Sure, yes, OP should (and now has) defined the term. But at the same time it's reasonable to expect that someone reading a blog post on BoringSQL.com would already know the term just as much as we could expect people interested in Clojure would know what a REPL is.
This is a valuable comment, don't ruin it with sarcasm and rudeness.
no it wouldn't
the whole point is to critique the post
> Use the term, never define the term, classic.
Communicate the same thing in a way you'd do to someone's face:
> This article doesn't define the term "CTE".
Or even more directly, still not rude:
> I wish the article had defined its terms! "CTE" stands for "Common Table Expressions..."

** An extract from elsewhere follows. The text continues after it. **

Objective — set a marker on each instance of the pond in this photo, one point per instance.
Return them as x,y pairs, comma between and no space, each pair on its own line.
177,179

These days I often write queries like this (especially when doing exploratory ad hoc queries, but also in apps) even when it's not necessary to use a CTE:
WITH
a AS (
SELECT ... FROM ... WHERE ... etc.
)
SELECT * FROM a
The first CTE query defines the input, and the main query just reads from it. Subsequent subqueries invoke steps on that input to group, filter, join, and so on.This has a bunch of nice benefits. For example, it allows me to add steps incrementally, and to "comment out" a step I can simply change the next step's input to read from the preceding step. Each step can be read and understood in isolation.
I work a lot with Postgres, ClickHouse, and SQLite, and generally find that the database inlines and optimizes CTEs, and challenges mostly concern performance traps (like IN or EXISTS) that allly to non-CTE situations as well.
Regarding recursive CTEs, you might be interested in how DuckDb evolved them with USING KEY: https://duckdb.org/2025/05/23/using-key
If you want something that is more like actual recursion (I.e., depth-first), Oracle has CONNECT BY which does not require the same kind of tracking. It also comes with extra features to help with cycle detection, stack depth reflection, etc.
If your problem is aligned with the DFS model, the oracle technique can run circles around recursive CTEs. Anything with a deep hierarchy and early termination conditions is a compelling candidate.
All that is supported with CTEs as well. And both Postgres and Oracle support the SQL standard for these things.
You can't choose between breadth first/depth first using CONNECT BY in Oracle. Oracle's manual even states that CTE are more powerful than CONNECT BY
Obviously makes only sense for stuff like analytical queries that are not running constantly.
I just rewrote all queries with claude code and next day and compute decreased to 1/5th.
Embarassingly, despite thinking of myself as pretty knowledgeable with SQL, I had no idea you could nest DML statements inside a CTE. I always assumed/used DML statements as the final statement after a CTE was defined. I'm not sure if or when I might use this in the future, but it's neat to learn something new (and to be humbled at the same time).
I'll write some nice clean CTEs and then have to refactor it to temp tables due to the lack of materialization.